Answer to question No. 1 :
Not perverse, based on evidence.
Answer to question No. 2 :
Not perverse, based on evidence.
Answer to question No. 3 :
Not perverse, the Tribunal correctly took the debts as trade debts on the basis of the Income-tax Officer’s satisfaction.
Answer to question No. 4 :
Not perverse, based on relevant material.
Answer to question No. 5 :
The question of loans between inter connected undertakings was not a subject of the revisional order under Section 263 and, as such, the Tribunal’s order is not bad in this regard.
Answer to question No. 6 : Based on relevant evidence, not perverse.
Answer to question No, 7 :
Not perverse, based on law and legal possibility.
Answer to question No. 8 :
A question of fact as to non-genuineness does not arise in the circumstances as the Income-tax Officer had accepted the writing off as genuine.

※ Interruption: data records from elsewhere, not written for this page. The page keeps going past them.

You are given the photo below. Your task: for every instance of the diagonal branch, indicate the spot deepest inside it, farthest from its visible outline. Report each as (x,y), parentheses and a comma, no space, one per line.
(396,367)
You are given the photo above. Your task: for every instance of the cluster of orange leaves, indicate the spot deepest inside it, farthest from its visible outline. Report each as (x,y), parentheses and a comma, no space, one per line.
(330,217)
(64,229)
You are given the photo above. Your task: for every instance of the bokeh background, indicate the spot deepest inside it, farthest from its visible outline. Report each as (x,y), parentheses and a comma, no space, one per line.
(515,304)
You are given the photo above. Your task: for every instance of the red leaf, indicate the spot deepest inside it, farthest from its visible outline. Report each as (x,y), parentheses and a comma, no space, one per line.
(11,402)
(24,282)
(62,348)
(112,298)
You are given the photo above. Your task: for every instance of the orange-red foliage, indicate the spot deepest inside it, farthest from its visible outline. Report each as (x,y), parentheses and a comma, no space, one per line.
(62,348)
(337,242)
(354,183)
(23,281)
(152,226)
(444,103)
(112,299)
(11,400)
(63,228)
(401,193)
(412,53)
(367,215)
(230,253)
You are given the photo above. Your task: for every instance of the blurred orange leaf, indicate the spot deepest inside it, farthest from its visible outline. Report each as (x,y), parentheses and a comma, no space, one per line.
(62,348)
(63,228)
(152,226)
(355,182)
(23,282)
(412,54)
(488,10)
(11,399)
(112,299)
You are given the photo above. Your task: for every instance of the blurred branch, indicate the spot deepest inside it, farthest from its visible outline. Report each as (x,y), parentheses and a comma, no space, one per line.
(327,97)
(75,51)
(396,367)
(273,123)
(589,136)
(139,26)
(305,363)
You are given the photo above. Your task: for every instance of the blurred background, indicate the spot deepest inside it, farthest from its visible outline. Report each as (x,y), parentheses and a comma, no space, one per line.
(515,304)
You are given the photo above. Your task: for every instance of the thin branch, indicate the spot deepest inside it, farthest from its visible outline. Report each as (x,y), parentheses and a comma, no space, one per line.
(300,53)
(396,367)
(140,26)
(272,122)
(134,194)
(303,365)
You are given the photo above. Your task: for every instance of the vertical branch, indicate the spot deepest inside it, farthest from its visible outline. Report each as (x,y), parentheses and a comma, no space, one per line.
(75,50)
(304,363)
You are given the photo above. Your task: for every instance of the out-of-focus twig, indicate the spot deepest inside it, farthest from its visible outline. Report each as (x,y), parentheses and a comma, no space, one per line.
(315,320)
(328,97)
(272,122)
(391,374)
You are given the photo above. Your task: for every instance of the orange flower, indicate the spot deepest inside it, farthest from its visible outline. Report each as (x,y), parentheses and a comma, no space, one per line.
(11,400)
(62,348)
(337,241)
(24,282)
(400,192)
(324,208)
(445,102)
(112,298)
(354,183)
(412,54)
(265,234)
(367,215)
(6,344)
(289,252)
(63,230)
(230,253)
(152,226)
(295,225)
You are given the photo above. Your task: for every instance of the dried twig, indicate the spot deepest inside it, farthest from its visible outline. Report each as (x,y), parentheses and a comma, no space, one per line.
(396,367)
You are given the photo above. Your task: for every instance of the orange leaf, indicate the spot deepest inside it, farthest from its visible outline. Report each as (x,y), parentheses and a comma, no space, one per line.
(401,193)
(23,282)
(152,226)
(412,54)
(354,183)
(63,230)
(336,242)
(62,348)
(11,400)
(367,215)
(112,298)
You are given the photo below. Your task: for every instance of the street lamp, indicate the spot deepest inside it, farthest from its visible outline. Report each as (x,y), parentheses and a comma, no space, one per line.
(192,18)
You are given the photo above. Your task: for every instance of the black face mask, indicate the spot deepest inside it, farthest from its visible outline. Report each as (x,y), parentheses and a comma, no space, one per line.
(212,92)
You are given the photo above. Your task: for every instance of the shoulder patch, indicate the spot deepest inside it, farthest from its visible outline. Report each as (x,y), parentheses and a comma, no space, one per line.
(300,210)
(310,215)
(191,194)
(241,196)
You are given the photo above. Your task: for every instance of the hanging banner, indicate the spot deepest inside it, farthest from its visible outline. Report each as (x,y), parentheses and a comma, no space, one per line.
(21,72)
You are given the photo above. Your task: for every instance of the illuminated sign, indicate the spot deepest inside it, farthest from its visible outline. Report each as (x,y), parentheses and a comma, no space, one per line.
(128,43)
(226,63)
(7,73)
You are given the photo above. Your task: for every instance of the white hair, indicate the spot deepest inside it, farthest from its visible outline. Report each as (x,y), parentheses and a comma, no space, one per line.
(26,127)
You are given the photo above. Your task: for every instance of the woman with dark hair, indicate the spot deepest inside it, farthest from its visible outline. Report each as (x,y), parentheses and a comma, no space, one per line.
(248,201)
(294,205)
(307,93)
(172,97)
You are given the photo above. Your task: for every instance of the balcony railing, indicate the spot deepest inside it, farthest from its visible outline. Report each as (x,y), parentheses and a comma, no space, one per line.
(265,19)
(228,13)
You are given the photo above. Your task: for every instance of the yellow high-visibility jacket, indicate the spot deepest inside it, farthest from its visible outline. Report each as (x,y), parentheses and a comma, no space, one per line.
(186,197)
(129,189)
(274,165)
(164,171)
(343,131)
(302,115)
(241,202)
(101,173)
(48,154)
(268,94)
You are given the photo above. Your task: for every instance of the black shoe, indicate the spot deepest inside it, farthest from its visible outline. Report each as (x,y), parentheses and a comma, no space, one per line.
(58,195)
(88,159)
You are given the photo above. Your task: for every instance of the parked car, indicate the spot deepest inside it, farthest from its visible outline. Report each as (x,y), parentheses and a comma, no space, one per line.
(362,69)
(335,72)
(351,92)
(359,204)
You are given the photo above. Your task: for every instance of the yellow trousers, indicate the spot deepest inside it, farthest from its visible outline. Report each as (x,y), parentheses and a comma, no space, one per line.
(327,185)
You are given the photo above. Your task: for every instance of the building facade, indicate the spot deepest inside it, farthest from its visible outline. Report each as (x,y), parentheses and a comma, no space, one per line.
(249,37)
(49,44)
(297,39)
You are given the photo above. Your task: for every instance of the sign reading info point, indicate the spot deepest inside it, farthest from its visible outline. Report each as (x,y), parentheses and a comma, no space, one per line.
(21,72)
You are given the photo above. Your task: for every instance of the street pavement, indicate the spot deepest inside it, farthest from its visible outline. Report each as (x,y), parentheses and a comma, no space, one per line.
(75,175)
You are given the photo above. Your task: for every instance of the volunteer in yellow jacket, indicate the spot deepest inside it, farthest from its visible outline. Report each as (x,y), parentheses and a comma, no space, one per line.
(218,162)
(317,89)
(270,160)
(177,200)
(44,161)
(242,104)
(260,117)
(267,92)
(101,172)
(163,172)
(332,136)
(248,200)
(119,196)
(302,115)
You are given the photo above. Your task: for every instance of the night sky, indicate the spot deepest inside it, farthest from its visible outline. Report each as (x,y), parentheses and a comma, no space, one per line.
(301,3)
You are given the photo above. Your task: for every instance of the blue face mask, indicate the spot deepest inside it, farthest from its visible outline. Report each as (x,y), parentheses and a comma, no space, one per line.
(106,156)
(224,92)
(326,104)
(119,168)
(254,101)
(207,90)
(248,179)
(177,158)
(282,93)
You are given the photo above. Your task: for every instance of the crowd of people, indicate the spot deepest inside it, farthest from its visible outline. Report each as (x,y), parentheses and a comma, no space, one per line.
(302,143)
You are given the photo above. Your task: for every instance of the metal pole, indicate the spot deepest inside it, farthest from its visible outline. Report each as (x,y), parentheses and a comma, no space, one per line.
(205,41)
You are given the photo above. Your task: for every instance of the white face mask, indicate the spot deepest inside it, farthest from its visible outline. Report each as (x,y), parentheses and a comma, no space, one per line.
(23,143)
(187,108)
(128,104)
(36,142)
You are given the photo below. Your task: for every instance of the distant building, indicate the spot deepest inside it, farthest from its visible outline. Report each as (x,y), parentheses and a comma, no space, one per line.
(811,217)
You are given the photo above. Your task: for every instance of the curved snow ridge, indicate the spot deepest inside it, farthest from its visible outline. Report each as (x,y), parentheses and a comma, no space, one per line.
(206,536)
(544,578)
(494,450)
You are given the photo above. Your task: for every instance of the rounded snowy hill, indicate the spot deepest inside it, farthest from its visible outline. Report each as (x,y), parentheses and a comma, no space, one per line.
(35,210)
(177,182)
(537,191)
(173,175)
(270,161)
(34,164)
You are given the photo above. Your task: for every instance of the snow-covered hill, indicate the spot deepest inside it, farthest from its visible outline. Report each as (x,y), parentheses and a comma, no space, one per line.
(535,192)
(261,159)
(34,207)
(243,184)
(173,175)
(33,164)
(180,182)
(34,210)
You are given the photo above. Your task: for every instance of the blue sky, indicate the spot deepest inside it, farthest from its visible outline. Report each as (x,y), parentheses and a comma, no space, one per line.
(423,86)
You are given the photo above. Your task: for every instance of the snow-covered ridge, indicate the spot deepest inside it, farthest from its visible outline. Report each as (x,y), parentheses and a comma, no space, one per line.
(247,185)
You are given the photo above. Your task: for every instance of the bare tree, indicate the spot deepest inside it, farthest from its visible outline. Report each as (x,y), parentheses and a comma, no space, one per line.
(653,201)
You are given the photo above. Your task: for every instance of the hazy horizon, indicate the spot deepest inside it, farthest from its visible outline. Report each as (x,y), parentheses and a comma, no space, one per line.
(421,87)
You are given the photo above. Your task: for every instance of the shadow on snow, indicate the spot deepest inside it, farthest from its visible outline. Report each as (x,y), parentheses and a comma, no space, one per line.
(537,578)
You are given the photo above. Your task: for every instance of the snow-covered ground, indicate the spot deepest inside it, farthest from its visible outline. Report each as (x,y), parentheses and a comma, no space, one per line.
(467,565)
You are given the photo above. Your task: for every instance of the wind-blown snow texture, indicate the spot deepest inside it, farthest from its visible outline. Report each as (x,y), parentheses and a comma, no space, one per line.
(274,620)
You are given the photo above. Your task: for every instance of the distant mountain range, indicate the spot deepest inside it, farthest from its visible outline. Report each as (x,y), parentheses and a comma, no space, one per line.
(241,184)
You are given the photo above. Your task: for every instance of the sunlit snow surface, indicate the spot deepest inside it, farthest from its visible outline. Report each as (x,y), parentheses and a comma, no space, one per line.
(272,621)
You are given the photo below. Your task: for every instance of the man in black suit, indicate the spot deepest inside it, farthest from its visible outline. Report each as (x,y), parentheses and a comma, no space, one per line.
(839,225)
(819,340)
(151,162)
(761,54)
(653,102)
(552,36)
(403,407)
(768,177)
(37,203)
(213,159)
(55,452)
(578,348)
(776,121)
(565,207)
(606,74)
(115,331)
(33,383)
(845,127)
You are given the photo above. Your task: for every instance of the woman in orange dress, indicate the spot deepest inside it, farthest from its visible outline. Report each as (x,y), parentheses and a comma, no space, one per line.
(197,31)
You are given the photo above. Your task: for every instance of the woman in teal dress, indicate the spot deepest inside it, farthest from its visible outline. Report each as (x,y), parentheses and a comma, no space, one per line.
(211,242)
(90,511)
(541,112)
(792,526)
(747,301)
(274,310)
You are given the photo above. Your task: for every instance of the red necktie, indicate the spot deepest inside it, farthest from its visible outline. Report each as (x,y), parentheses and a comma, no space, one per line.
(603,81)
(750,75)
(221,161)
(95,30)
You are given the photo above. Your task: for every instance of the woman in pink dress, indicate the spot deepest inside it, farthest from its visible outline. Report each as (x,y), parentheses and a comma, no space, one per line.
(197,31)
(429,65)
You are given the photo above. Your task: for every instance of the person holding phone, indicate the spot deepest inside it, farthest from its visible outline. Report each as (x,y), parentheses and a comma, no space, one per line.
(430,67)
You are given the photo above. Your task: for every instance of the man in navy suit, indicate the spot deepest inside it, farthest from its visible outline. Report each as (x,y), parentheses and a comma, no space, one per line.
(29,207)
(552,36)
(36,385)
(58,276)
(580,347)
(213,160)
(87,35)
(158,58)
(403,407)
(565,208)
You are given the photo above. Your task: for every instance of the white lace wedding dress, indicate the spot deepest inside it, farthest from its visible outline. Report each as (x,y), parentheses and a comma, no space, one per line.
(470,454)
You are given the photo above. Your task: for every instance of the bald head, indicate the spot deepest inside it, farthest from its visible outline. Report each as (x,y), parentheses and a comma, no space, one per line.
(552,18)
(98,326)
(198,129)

Answer to question No. 9 :
Not perverse, based on the material of the Income-tax Officer’s favourable first order.
Answer to question No. 10 :
The Tribunal was justified in law.
Answer to question No. 11 :
The Tribunal was correct as the Commissioner had no basis to treat the nature and character of the debt as having changed by reason of change of the personality of the debtor.
Answer to question No. 12 :
The Tribunal was fully justified.
30. Copies of the dictated order may issue on the usual undertakings.